Taylor Croft, The Atlanta Journal-Constitution on

Published in Political News

ATLANTA — Attorneys presented arguments in court Monday in the ongoing battle over the disputed Cobb County Commission electoral map, which could be resolved by the judge’s ruling by the end of the year.

Cobb Superior Court Judge Ann Harris listened to the arguments over whether counties have the power to amend state-approved district maps under the home rule provision of the Georgia Constitution. The arguments often turned micro over definitions of certain words in the law. At one point, the county attorney referred to Merriam-Webster’s dictionary, and the plaintiff’s attorney actually brought one into the courtroom.
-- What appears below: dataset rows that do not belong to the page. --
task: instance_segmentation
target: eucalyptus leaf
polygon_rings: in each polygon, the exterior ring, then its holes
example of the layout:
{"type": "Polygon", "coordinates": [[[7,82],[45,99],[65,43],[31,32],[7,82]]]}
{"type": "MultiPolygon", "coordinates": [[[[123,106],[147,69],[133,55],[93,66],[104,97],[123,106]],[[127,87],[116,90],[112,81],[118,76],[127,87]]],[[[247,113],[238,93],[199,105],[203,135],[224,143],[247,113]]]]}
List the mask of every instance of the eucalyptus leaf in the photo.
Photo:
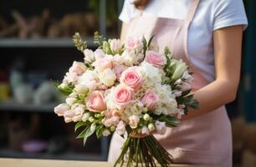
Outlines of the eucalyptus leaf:
{"type": "Polygon", "coordinates": [[[91,136],[95,131],[95,129],[91,129],[91,127],[92,127],[93,124],[90,125],[90,127],[89,127],[87,129],[86,129],[86,132],[84,135],[84,145],[86,143],[86,140],[87,140],[87,138],[91,136]]]}
{"type": "Polygon", "coordinates": [[[76,130],[82,127],[82,126],[88,126],[89,124],[88,123],[85,123],[85,122],[83,122],[83,121],[79,121],[78,123],[76,123],[75,126],[74,126],[74,132],[76,132],[76,130]]]}

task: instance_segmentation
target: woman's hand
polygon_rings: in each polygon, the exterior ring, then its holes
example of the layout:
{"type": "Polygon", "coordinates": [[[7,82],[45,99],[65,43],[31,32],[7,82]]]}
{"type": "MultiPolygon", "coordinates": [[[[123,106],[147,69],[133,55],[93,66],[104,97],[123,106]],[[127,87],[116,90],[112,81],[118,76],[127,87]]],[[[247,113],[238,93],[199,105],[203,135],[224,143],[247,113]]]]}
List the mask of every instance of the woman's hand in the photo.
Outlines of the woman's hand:
{"type": "Polygon", "coordinates": [[[149,136],[151,134],[156,134],[156,130],[153,130],[151,132],[150,132],[149,134],[136,134],[136,133],[130,133],[130,136],[132,137],[132,138],[145,138],[146,136],[149,136]]]}
{"type": "Polygon", "coordinates": [[[216,109],[236,98],[240,79],[243,26],[213,32],[216,80],[194,92],[200,110],[190,110],[187,119],[216,109]]]}

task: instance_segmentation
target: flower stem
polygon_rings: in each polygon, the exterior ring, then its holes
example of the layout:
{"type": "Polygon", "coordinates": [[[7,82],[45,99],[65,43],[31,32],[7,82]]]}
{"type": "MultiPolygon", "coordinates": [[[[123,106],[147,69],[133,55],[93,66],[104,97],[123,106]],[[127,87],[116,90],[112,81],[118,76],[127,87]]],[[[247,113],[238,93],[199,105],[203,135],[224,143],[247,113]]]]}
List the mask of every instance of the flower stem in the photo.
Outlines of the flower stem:
{"type": "Polygon", "coordinates": [[[116,166],[171,166],[172,155],[160,144],[153,135],[145,138],[128,136],[114,167],[116,166]]]}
“We’re not here to split hairs on what the dictionary, what Webster’s says,” said Ray Smith, attorney for plaintiffs David and Catherine Floam, who live in the disputed area and are arguing that the county doesn’t have the right to change maps approved by the state Legislature. “We’re here today representing constituents in Cobb County who were unjustly represented by their elected representatives due to maps that were illegally drawn (by county officials).”

The board has been operating under an electoral map its own Democratic majority passed last year in a novel move to undo the state Legislature-passed district map that would have drawn Democratic Commissioner Jerica Richardson out of her district midway through her term.
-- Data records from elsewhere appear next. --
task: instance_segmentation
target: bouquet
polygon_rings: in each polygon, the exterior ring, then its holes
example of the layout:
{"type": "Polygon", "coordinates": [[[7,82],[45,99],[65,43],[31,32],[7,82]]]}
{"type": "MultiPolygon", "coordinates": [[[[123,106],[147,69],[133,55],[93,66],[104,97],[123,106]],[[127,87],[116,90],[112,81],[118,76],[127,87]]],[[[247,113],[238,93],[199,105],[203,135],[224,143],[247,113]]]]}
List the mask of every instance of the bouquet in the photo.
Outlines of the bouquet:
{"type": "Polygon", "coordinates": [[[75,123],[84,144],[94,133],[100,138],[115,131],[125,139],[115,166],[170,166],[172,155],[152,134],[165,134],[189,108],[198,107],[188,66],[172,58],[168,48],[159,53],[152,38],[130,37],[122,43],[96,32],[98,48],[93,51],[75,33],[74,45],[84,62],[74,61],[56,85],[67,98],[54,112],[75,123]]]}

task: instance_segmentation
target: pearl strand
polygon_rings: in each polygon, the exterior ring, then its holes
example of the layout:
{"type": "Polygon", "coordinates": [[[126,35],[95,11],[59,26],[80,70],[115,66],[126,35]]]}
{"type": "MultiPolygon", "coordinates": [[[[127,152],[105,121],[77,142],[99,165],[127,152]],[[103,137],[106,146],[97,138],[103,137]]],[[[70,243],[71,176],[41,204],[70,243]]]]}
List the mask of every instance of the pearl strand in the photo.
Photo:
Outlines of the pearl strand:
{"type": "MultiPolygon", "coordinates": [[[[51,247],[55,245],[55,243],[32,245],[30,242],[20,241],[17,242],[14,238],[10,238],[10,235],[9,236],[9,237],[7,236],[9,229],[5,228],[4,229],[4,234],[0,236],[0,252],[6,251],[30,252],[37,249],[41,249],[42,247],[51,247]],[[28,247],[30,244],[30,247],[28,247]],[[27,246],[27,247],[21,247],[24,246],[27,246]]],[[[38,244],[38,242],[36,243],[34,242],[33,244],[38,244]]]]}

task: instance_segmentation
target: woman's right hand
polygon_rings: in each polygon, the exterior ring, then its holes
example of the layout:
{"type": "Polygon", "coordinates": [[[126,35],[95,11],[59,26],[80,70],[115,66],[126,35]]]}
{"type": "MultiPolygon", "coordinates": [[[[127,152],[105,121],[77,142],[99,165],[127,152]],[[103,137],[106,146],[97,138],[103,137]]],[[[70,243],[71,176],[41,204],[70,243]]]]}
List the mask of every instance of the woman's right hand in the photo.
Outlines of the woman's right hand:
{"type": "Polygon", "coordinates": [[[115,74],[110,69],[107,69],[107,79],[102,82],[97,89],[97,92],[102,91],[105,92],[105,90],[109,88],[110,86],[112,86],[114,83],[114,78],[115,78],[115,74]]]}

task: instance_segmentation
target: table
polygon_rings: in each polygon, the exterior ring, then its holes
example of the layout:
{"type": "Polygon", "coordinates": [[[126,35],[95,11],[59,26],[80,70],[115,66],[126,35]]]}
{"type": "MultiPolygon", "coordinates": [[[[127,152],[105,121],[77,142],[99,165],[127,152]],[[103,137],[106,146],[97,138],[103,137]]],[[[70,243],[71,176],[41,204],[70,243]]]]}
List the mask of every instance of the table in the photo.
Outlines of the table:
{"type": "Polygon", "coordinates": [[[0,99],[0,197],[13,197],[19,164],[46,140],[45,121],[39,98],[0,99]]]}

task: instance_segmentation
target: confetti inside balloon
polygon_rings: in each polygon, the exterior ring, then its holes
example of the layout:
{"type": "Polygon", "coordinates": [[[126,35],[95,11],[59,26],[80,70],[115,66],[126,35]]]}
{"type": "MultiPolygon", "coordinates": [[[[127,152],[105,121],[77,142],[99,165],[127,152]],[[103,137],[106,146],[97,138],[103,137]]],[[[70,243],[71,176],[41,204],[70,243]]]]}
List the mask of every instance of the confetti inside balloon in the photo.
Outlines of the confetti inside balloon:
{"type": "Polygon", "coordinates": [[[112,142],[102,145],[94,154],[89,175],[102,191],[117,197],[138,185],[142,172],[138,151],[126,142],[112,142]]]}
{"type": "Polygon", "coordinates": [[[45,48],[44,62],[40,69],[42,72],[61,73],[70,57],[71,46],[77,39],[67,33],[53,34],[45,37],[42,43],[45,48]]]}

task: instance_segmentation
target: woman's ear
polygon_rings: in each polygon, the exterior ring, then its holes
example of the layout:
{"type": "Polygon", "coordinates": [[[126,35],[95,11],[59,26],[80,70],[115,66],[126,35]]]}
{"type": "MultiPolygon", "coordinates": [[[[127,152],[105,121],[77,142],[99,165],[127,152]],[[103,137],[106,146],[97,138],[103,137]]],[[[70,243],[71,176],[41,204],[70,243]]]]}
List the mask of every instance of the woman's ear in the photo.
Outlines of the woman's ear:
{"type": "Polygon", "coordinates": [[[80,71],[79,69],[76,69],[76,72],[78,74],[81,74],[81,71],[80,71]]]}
Richardson has since launched her campaign for U.S. Congress in the 6th district, which is currently held by Republican U.S. Rep. Rich McCormick. A recent federal ruling sent Georgia’s congressional map back to the state Legislature to be redrawn, which lawmakers will do at the end of November.

Legal experts dispute whether Richardson would have to vacate her position on the County Commission immediately under the state map, as the county’s attorneys contend, or if she could stay in office through the end of her term.

 

During Monday’s hearing, Smith argued state law does not give the county the right to draw its own map, and allowing the county to do so “opens up a whole Pandora’s box of what home rule can and cannot do.”

“Any authority for a county board of commissioners to undertake its own redistricting map must be derived from an explicit statutory or constitutional grant of authority,” Smith said. “The county did not have authority here.”

But county attorney Elizabeth Monyak argued the intent of the home rule provision in the state constitution was to give counties broad powers — except for a few exceptions, which she said don’t apply in this case.

Those exceptions in the constitution say counties cannot use home rule powers to affect “any elective county office” or “the composition, form, procedure for election.” But Monyak argued the county’s new map does not change the fundamental office or its duties, and the map does not constitute an election procedure.